Сама она была дочерью фашиста, служившего бухгалтером на государственной транспортной фирме; как-то вечером она приехала за ним — «и смотрите, с тех пор мы уже шестьдесят шесть лет вместе». Ульрих регулярно приходил к ним в дом, однажды отец Юлии дал ему почитать «Майн кампф» и очень скоро склонил к национал-социализму.
— Сейчас на все это принято смотреть с точки зрения Освенцима, — извиняющимся голосом продолжал Фальк, — но тогда ничего этого еще не было. Я оценивал происходящее с позиций несчастной Австрии Дольфуса, в которой моей матери приходилось работать до изнеможения.
Гертер молча кивнул. Фальк умело строил свой рассказ, он начал с описания исторического фона тех событий, о которых собирался поведать. Судя по всему, он подготовился заранее.
После того как он женился на Юлии, он уже не только в качестве официанта присутствовал на нелегальных сходках, целью которых было положить конец старой Австрии. Годом позже, в июле тридцать четвертого, он с оружием в руках принял участие в рискованной попытке путча в федеральной канцелярии, в результате которой Дольфус был убит, — этот день запомнился досадными промашками и недоразумениями и с той и с другой стороны. Среди общей суматохи ему удалось бежать и таким образом уйти от наказания.

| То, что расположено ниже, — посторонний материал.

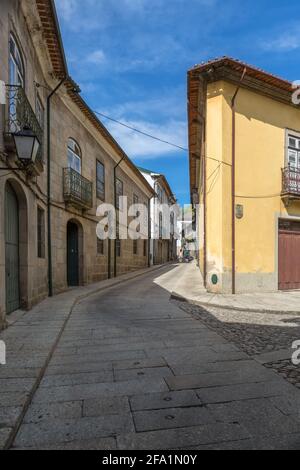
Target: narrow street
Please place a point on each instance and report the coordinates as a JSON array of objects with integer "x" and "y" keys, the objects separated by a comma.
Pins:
[{"x": 133, "y": 370}]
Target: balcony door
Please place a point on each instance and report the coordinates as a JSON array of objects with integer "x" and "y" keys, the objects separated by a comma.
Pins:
[
  {"x": 12, "y": 264},
  {"x": 294, "y": 152},
  {"x": 72, "y": 254}
]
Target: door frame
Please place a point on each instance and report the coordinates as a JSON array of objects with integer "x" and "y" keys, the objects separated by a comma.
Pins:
[
  {"x": 17, "y": 187},
  {"x": 279, "y": 217},
  {"x": 80, "y": 252},
  {"x": 8, "y": 185}
]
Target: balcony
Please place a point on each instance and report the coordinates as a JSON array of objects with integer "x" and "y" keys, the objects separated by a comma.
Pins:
[
  {"x": 290, "y": 183},
  {"x": 19, "y": 114},
  {"x": 78, "y": 191}
]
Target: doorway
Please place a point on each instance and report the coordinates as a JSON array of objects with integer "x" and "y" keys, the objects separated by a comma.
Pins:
[
  {"x": 72, "y": 254},
  {"x": 12, "y": 263}
]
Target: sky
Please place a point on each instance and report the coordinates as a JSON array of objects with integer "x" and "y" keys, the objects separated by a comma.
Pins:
[{"x": 131, "y": 57}]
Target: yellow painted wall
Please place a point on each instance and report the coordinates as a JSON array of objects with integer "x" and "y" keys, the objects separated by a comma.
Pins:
[{"x": 261, "y": 124}]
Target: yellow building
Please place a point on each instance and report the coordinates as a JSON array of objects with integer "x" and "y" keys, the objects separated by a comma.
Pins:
[{"x": 244, "y": 143}]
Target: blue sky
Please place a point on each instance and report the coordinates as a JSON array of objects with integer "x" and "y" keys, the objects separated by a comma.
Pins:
[{"x": 130, "y": 58}]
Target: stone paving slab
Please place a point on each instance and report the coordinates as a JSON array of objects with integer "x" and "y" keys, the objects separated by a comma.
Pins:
[
  {"x": 84, "y": 367},
  {"x": 9, "y": 415},
  {"x": 158, "y": 401},
  {"x": 274, "y": 356},
  {"x": 81, "y": 392},
  {"x": 4, "y": 436},
  {"x": 140, "y": 364},
  {"x": 103, "y": 356},
  {"x": 150, "y": 372},
  {"x": 31, "y": 337},
  {"x": 61, "y": 411},
  {"x": 214, "y": 367},
  {"x": 259, "y": 417},
  {"x": 271, "y": 302},
  {"x": 115, "y": 405},
  {"x": 80, "y": 414},
  {"x": 107, "y": 443},
  {"x": 77, "y": 379},
  {"x": 181, "y": 438},
  {"x": 52, "y": 431},
  {"x": 247, "y": 391},
  {"x": 242, "y": 376},
  {"x": 172, "y": 418}
]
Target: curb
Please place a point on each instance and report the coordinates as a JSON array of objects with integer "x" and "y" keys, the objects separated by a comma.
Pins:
[
  {"x": 15, "y": 429},
  {"x": 198, "y": 303}
]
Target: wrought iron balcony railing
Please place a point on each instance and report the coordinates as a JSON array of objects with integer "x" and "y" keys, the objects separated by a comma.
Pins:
[
  {"x": 291, "y": 181},
  {"x": 77, "y": 189},
  {"x": 19, "y": 114}
]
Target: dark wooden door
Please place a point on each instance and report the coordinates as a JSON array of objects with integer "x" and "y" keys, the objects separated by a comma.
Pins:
[
  {"x": 72, "y": 255},
  {"x": 12, "y": 282},
  {"x": 289, "y": 255}
]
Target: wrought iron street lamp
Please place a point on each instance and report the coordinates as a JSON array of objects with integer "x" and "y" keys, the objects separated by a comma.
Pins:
[{"x": 27, "y": 145}]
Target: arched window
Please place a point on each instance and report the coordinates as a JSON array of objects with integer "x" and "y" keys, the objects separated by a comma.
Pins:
[
  {"x": 74, "y": 156},
  {"x": 16, "y": 64}
]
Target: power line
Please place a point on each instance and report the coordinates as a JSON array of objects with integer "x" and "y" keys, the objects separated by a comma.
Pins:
[
  {"x": 141, "y": 132},
  {"x": 151, "y": 136}
]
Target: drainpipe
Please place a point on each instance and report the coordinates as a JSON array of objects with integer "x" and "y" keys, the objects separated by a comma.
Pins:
[
  {"x": 233, "y": 183},
  {"x": 149, "y": 230},
  {"x": 50, "y": 279},
  {"x": 115, "y": 205}
]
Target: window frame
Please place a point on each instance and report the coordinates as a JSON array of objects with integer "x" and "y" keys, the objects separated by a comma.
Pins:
[
  {"x": 99, "y": 195},
  {"x": 74, "y": 154},
  {"x": 41, "y": 235},
  {"x": 39, "y": 110},
  {"x": 17, "y": 60},
  {"x": 290, "y": 134},
  {"x": 102, "y": 251},
  {"x": 118, "y": 195}
]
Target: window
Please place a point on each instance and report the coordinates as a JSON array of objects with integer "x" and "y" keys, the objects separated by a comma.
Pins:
[
  {"x": 39, "y": 111},
  {"x": 119, "y": 193},
  {"x": 294, "y": 151},
  {"x": 172, "y": 224},
  {"x": 118, "y": 242},
  {"x": 41, "y": 232},
  {"x": 100, "y": 246},
  {"x": 74, "y": 156},
  {"x": 159, "y": 193},
  {"x": 16, "y": 64},
  {"x": 160, "y": 225},
  {"x": 100, "y": 184}
]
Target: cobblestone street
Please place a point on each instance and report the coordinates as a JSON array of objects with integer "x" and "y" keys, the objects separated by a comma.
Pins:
[
  {"x": 256, "y": 334},
  {"x": 131, "y": 369}
]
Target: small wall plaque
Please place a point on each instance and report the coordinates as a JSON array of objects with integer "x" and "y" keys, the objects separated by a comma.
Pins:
[{"x": 239, "y": 211}]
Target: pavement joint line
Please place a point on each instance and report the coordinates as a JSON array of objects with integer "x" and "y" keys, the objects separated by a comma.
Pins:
[
  {"x": 15, "y": 429},
  {"x": 200, "y": 303}
]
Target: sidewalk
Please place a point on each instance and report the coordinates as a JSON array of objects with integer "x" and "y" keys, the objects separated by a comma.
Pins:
[
  {"x": 30, "y": 342},
  {"x": 190, "y": 287}
]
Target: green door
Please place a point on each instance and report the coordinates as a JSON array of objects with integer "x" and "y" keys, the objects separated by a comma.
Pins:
[
  {"x": 72, "y": 255},
  {"x": 12, "y": 282}
]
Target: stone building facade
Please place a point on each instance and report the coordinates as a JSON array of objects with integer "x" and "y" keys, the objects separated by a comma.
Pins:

Двумя годами позже, в 1936-м, в его карьере вдруг произошел скачок. Как-то раз весной в подпольное кафе на сеанс карточной игры вдруг явился в мятом костюме один из адъютантов Гитлера. Он поведал, что на загородной вилле шефа, именуемой Бергхоф, есть вакансия официанта с дополнительными обязанностями уборщика для надежного человека, жена которого могла бы тоже работать там в качестве помощницы по хозяйству. Все сразу же повернули головы в его сторону. После того как мюнхенским гестапо, естественно при содействии австрийской полиции, были наведены справки о его предках и через органы регистрации актов гражданского состояния подтверждено, что в жилах у обоих течет арийская кровь, Ульрих и Юлия сели летним днем на поезд и отправились в Берхтесгаден.
— Нешуточная затея, — сказал Гертер. — И вы не дрожали от страха?
— Страх… страх, — повторил Фальк. — Бояться на тот момент не было особых оснований. Настоящий ужас начался лишь потом. В том числе для нас. В ту минуту я испытывал лишь облегчение из — за того, что могу наконец уехать из Австрии, ведь мое участие в путче по-прежнему в любой момент могло выйти наружу. За это меня ожидало как минимум пятнадцать лет тюрьмы. Дольфуса объявили святым, и я легко мог угодить даже в петлю.
— Мы словно окунулись в сказку, — продолжила рассказ Юлия. — Я не знаю, бывали ли вы когда-нибудь там, но для нас… Теперь все по два-три раза в год ездят в отпуск за границу, но мы до этого никогда не покидали Вену и вдруг очутились среди всего этого дивного альпийского великолепия. В хорошую погоду вдали виден был Зальцбург.
— Гитлер любил этот уголок Германии, ведь, по сути, это была Австрия, — сказал Фальк. — Уже в начале двадцатых годов он регулярно туда ездил, отдохнуть и подумать на досуге. Если взглянуть на карту, то увидишь, что это место торчит на фоне Австрии, как… как…
«Как пенис», — чуть не вырвалось у Гертера, но вместо этого сказал:
— Наверное, оно отвечало его представлению об идеале. Среди романтической дикой природы он больше был самим собой, нежели в сутолоке машин и прохожих на улицах Мюнхена или Берлина. Возможно, у каждого есть свое собственное идеальное место. Что это для вас?
Юлия растерялась, не понимая, что он имеет в виду, и тогда Фальк пояснил:
— Мы мало путешествовали по свету, господин Гертер. Мы очень простые люди. А что это для вас?
Гертер перевел на секунду взгляд на потолок, на коричневатый подтек, формой напоминающий ежа.
— Для меня это, наверно, то место в пустыне, на котором стоят пирамиды и сфинкс.